Por: Valeria González Ruiz, Ejecutiva de Vinculación e Incidencia Políticas Públicas de Early Institute
Publicación original de: El Heraldo de México
“Ahora alzo la voz por todos los jóvenes de Chicomuselo, que nos regresen aquel pueblo tranquilo donde vivíamos sin temor a salir. (…) Soy una niña desplazada que tuvo que salir huyendo con sólo lo que traía puesto al lado de mi familia, dejando atrás toda una vida de felicidad.”
Estas han sido las palabras de una adolescente desplazada de Chicomuselo, Chiapas. Ella, su familia, amigos, vecinos y profesores han tenido que huir de la violencia que ahí se vive. Su comunidad ha sido desintegrada.
En días recientes, se reportó el insólito “éxodo” de cientos de familias chiapanecas hacia países colindantes del sur. Y precisamente este fin de semana patrio, de acuerdo con reportes mediáticos, más de 30 mil personas marcharon en la capital de Chiapas para visibilizar la violencia generada por los grupos del crimen organizado, a las víctimas que han tenido que huir de sus comunidades y a los que han sido masacrados impunemente por negarse a colaborar con los criminales o ser extorsionados.

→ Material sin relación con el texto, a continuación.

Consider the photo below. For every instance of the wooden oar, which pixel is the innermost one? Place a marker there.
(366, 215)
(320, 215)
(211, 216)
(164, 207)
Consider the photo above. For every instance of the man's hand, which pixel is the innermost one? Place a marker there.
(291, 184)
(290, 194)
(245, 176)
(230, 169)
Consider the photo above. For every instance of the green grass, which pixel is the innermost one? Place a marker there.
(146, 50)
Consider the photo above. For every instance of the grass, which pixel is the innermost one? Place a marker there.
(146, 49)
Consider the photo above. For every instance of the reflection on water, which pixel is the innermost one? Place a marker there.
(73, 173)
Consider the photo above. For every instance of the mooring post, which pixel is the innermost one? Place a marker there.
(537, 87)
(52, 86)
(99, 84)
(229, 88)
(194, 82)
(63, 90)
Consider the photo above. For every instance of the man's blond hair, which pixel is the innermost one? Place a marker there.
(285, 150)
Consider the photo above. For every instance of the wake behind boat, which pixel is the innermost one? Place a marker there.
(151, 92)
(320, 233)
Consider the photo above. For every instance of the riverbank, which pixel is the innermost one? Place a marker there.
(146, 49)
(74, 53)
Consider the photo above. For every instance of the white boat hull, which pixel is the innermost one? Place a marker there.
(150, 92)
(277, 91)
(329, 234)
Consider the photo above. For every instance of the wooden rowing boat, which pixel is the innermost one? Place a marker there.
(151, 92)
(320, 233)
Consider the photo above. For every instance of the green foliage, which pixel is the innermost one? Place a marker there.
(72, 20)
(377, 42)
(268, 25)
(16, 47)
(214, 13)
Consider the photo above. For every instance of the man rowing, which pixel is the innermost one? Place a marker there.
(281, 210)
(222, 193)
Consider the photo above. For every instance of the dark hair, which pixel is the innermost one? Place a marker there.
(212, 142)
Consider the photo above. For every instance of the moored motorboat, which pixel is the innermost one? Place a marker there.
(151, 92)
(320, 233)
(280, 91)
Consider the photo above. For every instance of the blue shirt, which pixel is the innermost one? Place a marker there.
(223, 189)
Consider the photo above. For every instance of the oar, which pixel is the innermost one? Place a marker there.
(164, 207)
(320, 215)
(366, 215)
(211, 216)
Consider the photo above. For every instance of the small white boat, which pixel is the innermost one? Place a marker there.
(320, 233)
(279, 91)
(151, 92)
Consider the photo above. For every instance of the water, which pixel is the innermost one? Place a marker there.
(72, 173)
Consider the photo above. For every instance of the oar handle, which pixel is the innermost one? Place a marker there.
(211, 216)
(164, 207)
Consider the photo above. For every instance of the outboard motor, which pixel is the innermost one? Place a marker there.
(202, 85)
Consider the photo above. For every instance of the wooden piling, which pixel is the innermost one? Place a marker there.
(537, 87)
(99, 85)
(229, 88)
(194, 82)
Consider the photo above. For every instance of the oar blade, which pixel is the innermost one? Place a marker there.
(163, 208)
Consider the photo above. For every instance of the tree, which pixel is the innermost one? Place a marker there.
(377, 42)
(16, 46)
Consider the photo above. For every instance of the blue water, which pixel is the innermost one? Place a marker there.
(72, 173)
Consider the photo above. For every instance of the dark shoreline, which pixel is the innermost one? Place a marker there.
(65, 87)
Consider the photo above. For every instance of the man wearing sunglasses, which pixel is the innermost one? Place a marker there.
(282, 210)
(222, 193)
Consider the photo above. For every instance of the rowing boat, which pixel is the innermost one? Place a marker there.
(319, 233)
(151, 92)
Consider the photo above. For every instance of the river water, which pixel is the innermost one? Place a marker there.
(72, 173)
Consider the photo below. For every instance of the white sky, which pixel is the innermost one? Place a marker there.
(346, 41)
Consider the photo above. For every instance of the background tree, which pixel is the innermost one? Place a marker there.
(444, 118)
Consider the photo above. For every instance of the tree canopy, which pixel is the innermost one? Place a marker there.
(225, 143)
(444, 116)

“¡La historia los juzgará por su indolencia, por la incapacidad para proteger la vida de los inocentes! ¡Estarán en la memoria de los pueblos pobres como parte de sus verdugos!” gritaban.

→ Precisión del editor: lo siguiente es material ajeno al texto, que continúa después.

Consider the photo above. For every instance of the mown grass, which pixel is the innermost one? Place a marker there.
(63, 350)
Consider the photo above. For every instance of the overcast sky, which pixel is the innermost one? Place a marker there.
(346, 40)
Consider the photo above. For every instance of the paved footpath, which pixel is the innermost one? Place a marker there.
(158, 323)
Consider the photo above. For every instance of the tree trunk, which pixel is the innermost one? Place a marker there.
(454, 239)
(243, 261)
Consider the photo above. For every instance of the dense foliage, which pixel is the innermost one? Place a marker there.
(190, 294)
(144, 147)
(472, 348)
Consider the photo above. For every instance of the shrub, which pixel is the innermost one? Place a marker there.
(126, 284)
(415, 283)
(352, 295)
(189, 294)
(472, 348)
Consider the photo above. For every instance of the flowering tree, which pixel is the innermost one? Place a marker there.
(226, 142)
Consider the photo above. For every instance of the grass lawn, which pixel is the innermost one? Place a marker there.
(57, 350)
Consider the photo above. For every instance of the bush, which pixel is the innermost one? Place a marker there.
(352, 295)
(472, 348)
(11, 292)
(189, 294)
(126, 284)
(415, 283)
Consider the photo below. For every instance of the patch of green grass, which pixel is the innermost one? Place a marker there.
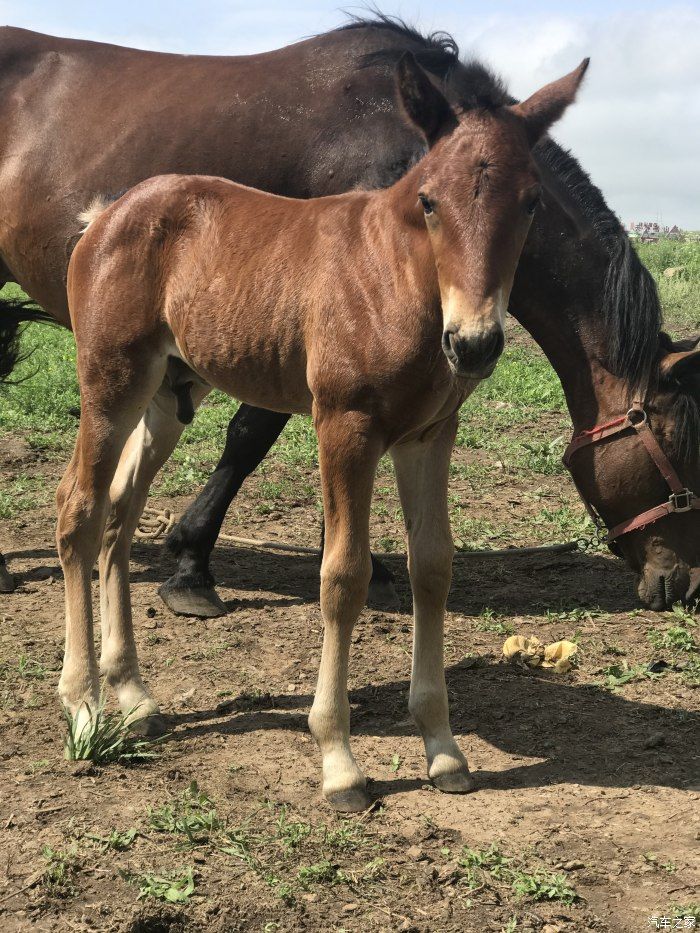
(490, 867)
(490, 621)
(115, 840)
(324, 872)
(617, 676)
(174, 888)
(23, 494)
(105, 738)
(30, 669)
(192, 816)
(59, 872)
(544, 885)
(674, 638)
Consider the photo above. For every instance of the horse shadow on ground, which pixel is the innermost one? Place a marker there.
(581, 734)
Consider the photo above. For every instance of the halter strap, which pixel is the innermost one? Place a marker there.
(681, 499)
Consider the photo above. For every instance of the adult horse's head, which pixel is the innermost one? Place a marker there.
(641, 474)
(479, 189)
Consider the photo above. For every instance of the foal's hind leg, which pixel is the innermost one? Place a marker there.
(422, 470)
(146, 450)
(348, 455)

Esta es la realidad que atraviesan miles de personas en gran parte del territorio nacional, no solo Chiapas; sin embargo, su contexto pasa desapercibido ante el clima político al que nos enfrentamos como país. Visibilizarlo será la primera muestra de resistencia.
Se trata del desplazamiento forzado, un fenómeno sumamente complejo en el que las personas se ven obligadas a abandonar su lugar de residencia. Si bien, esto podría confundirse con una forma de migración voluntaria en búsqueda de una mejor calidad de vida, el desplazamiento forzado se da como resultado de un conflicto armado, violencia generalizada, violaciones graves de derechos humanos o catástrofes naturales.

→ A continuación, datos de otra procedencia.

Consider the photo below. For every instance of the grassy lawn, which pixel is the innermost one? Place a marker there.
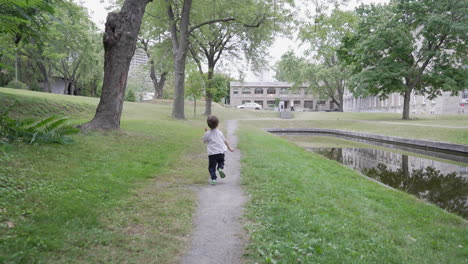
(307, 209)
(112, 197)
(451, 135)
(128, 196)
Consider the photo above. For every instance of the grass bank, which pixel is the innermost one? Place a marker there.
(113, 197)
(410, 130)
(307, 209)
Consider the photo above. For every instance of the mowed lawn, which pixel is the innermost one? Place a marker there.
(129, 195)
(305, 208)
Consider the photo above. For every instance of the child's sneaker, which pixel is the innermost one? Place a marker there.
(221, 173)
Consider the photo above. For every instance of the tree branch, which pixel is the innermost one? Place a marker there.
(212, 22)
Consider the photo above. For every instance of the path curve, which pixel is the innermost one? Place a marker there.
(219, 236)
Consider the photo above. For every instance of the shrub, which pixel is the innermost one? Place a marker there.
(130, 97)
(17, 85)
(48, 130)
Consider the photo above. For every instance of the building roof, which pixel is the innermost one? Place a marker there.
(262, 84)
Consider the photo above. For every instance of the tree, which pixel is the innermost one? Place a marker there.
(159, 63)
(73, 43)
(155, 40)
(248, 29)
(21, 18)
(195, 86)
(409, 47)
(181, 26)
(120, 38)
(321, 68)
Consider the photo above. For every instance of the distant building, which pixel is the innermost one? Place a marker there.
(265, 94)
(419, 104)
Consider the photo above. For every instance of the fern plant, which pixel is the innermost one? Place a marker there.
(48, 130)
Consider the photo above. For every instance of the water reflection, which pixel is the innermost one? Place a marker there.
(437, 182)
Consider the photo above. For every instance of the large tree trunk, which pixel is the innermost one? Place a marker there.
(119, 46)
(158, 85)
(180, 40)
(406, 103)
(45, 75)
(209, 95)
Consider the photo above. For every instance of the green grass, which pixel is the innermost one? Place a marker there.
(451, 135)
(307, 209)
(123, 196)
(128, 196)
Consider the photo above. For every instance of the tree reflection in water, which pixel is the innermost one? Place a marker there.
(449, 191)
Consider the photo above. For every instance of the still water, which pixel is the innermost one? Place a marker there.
(443, 184)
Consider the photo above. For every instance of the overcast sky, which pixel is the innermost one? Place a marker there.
(98, 13)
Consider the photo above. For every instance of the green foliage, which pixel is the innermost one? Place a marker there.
(409, 46)
(48, 130)
(320, 68)
(22, 16)
(130, 96)
(306, 209)
(17, 85)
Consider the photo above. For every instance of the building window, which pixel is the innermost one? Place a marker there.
(296, 91)
(309, 104)
(465, 94)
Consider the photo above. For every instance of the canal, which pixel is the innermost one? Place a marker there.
(438, 178)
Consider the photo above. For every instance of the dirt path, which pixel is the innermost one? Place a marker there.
(219, 236)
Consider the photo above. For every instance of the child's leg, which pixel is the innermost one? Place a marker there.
(212, 166)
(220, 161)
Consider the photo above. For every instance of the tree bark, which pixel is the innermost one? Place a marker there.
(119, 46)
(45, 75)
(180, 41)
(209, 95)
(157, 85)
(406, 103)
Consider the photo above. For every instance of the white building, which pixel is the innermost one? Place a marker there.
(266, 93)
(419, 104)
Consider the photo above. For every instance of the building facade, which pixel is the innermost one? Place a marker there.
(419, 104)
(266, 93)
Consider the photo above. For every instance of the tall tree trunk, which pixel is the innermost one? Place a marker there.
(158, 85)
(209, 95)
(45, 75)
(180, 40)
(406, 103)
(119, 46)
(66, 89)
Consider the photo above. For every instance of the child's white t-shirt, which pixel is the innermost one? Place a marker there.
(215, 140)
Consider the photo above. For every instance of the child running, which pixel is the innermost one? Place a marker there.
(216, 146)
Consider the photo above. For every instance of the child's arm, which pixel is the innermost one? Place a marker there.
(227, 145)
(205, 136)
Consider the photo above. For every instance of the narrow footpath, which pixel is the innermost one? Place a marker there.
(219, 236)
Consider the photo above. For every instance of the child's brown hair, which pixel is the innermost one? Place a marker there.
(212, 121)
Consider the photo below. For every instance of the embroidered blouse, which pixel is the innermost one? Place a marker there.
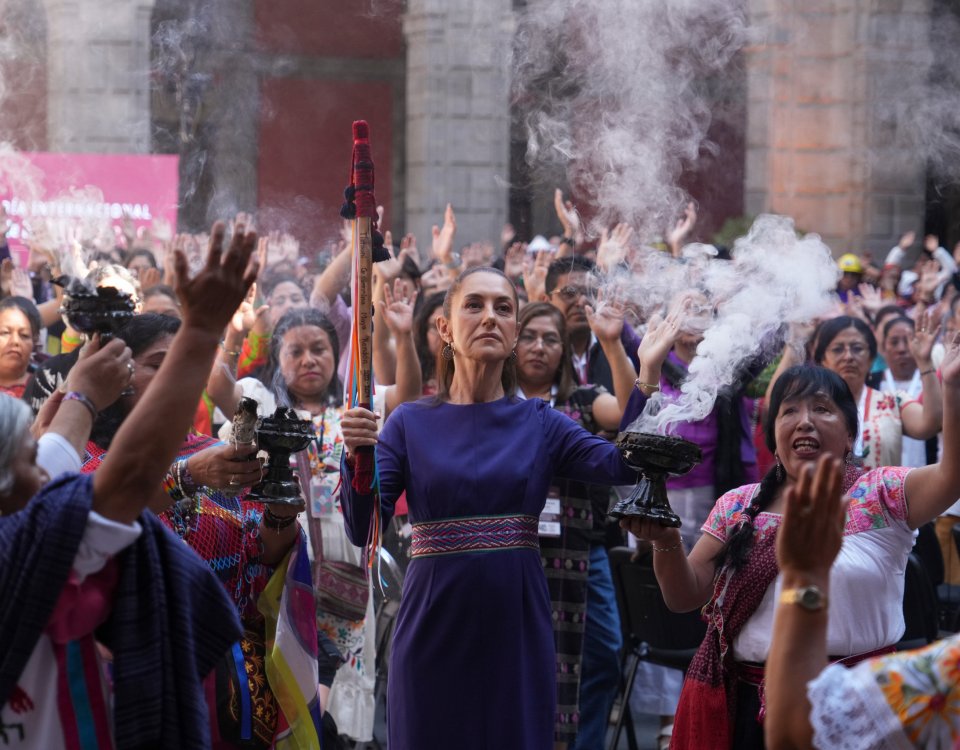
(901, 701)
(866, 581)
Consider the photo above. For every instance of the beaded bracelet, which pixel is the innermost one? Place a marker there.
(184, 478)
(678, 545)
(81, 398)
(229, 352)
(278, 523)
(644, 387)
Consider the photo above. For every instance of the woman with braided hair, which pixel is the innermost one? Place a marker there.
(732, 569)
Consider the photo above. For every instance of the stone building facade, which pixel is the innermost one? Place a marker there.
(257, 97)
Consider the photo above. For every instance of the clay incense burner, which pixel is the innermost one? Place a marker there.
(654, 456)
(91, 310)
(280, 435)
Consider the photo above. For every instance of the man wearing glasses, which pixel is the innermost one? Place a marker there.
(570, 286)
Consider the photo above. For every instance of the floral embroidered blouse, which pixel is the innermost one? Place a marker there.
(867, 580)
(905, 700)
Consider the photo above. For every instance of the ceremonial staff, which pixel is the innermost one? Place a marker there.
(366, 249)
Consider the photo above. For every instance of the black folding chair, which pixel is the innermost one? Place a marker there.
(652, 633)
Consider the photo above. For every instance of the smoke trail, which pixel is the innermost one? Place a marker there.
(775, 278)
(614, 89)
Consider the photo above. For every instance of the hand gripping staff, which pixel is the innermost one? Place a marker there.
(366, 247)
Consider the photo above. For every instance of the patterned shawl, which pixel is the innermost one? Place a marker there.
(705, 714)
(171, 619)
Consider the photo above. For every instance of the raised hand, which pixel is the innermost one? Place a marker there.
(408, 248)
(436, 279)
(535, 275)
(388, 269)
(210, 298)
(856, 309)
(398, 309)
(150, 277)
(513, 260)
(567, 214)
(101, 372)
(606, 321)
(443, 237)
(289, 248)
(247, 314)
(659, 338)
(923, 339)
(950, 365)
(613, 246)
(228, 466)
(811, 531)
(359, 428)
(677, 236)
(871, 298)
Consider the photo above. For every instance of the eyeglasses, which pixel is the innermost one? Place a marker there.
(856, 350)
(549, 340)
(571, 293)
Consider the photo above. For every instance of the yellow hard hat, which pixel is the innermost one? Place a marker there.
(850, 263)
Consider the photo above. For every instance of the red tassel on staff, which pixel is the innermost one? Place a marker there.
(362, 181)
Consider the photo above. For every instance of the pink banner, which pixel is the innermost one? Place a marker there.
(87, 192)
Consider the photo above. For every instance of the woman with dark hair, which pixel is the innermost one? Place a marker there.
(19, 329)
(139, 260)
(82, 561)
(577, 510)
(472, 663)
(427, 340)
(301, 373)
(901, 379)
(847, 346)
(732, 569)
(244, 542)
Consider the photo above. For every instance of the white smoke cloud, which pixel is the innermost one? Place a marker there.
(775, 278)
(615, 93)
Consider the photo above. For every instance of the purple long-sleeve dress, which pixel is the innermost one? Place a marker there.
(473, 663)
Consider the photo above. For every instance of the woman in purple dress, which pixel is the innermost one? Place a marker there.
(472, 664)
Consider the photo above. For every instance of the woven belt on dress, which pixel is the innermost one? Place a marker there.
(474, 534)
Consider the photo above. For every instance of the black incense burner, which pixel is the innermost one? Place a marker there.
(280, 435)
(654, 456)
(91, 310)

Bajo este contexto, las personas desplazadas sufren el colapso de estructuras sociales, como la familia y la comunidad, pérdida de documentos de identidad, riesgo a ser víctimas de trata de personas, marginalización y discriminación. Y claro, en esta problemática no hay excepción, la niñez y adolescencia se encuentra en mayor situación de vulnerabilidad. Debido a su edad pueden verse afectados de manera diferente, quedan sin su entorno protector y corren riesgo de ser víctimas de múltiples delitos.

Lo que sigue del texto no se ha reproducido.